One of the great American past times is hot rodding. Souped up cars and the racing culture that goes with them have been with us for decades. However America's highways are no longer the wide open expanses strips of blacktop they once were. The number of cars on the road combined with the ever increasing amounts of power a racer can tweak from his motor have created a public crisis.
From the origins of Nascar as moonshiners, to Hollywood movies like Smoky and the Bandit, Gone In 60 Seconds and Fast and the Furious the myth of running full bore through the streets has created a mythos that is killing people across the country. Sometimes its just the racers and their passengers, but often innocents get caught in the middle of a race gone wrong and have to pay the ultimate price.
Adding to the mix is an ever increasing array of new cars packing serious power straight from the factory, and a plethora of cheap, easy to install power adders. There has never been more horsepower on the streets of America. With so much power so readily available, to so many people, from local speed shops to the internet power adders anyone can be driving a race car.
Law enforcement efforts to stop street racing are fighting a rising tide. Especially since videos of law officers engaging in street racing can be readily found on the internet. All law enforcement really accomplishes is the relocation of the racers in a dangerous game of hide and seek at hide speed, with a few extra dollars for local coffers thrown in for good measure. Enforcement will not solve the problem, only access to tracks and peer pressure from other racers will.
The only real solution is to open more race tracks to the public and to do it more often. A quick informal survey of almost any weekend gathering of gear heads and tuners will reveal a desire to take it to the track. However, these same people who want to take it to the track often lack access to one in most cases. Fixing this lack of access offers the best solution to the street racing crisis. Yet, getting more tacks built or open to the public is a serious challenge.
Some other benefits to tracks is that most do not allow passengers. If a wreck does occur the number of people involved is smaller. Plus tracks often require safety gear like helmets, have walls to contain the wrecks to the track and away from bystanders and/or have emergency personal on site. tracks have so much going for them, except local support.
For a track to be effective it needs to be close enough to the major cities where the street racers hangout. yet this often causes a NIMBY (not in my backyard) reaction from local residents. Besides noise and traffic concerns, property prices are often an impediment to opening new tracks. That is why the government must play a role in the issue.

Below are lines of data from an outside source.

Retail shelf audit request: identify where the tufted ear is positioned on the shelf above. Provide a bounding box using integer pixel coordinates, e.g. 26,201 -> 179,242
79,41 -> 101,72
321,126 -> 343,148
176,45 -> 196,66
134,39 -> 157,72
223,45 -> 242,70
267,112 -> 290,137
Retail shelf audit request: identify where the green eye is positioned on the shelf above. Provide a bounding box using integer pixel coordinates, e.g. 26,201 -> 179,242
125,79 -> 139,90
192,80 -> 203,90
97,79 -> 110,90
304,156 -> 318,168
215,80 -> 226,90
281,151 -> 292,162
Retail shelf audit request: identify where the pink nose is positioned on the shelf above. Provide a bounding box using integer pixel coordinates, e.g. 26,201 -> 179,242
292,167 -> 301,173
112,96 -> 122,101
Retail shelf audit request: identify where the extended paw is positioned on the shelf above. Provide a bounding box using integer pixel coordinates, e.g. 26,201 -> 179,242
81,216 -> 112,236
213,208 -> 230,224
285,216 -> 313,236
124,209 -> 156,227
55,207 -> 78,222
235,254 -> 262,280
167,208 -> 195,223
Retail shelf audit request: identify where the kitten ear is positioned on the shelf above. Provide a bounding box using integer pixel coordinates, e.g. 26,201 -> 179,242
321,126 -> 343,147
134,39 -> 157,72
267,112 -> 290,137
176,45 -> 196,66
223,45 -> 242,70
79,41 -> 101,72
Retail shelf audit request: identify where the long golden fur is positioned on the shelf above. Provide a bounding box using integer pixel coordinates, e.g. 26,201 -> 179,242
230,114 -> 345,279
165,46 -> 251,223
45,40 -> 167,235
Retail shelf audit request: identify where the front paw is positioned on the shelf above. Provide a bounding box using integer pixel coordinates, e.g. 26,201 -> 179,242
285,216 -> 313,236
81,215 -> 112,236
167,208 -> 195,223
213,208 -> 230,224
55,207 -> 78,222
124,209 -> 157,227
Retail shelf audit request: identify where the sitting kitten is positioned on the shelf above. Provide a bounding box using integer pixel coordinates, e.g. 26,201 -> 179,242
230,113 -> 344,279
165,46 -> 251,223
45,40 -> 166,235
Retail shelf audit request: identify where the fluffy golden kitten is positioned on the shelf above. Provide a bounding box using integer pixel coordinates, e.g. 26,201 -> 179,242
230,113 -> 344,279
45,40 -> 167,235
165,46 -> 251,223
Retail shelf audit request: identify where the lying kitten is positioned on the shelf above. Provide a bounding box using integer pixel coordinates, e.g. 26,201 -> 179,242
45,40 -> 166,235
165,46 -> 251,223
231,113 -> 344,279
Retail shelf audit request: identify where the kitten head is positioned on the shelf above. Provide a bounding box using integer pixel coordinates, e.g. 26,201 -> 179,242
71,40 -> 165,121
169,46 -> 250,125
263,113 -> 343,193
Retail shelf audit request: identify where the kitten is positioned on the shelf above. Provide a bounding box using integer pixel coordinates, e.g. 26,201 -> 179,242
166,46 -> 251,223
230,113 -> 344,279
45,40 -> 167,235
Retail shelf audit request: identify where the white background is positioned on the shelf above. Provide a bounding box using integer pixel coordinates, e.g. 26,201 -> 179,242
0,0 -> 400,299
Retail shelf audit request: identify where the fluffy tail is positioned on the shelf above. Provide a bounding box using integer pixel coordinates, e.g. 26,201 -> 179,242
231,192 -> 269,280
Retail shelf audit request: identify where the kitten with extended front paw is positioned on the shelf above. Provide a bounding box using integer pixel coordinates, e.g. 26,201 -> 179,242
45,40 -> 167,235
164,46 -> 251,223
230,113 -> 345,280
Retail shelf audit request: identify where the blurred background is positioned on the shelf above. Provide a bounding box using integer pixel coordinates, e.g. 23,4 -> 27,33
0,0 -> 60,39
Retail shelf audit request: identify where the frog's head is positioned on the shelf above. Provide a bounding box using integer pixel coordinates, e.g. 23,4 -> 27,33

Local and state governments often have surplus land they could donate, and they control zoning, taxing and licensing regulations and requirements. Public-private ventures offer perhaps the best avenue to the creation of new tracks. However local governments, quick to crack down on street racing and to collect the fines, seem to have little interest in actually fixing the problem. Until they do, watch out, an out of control street race might be coming to a neighborhood near you.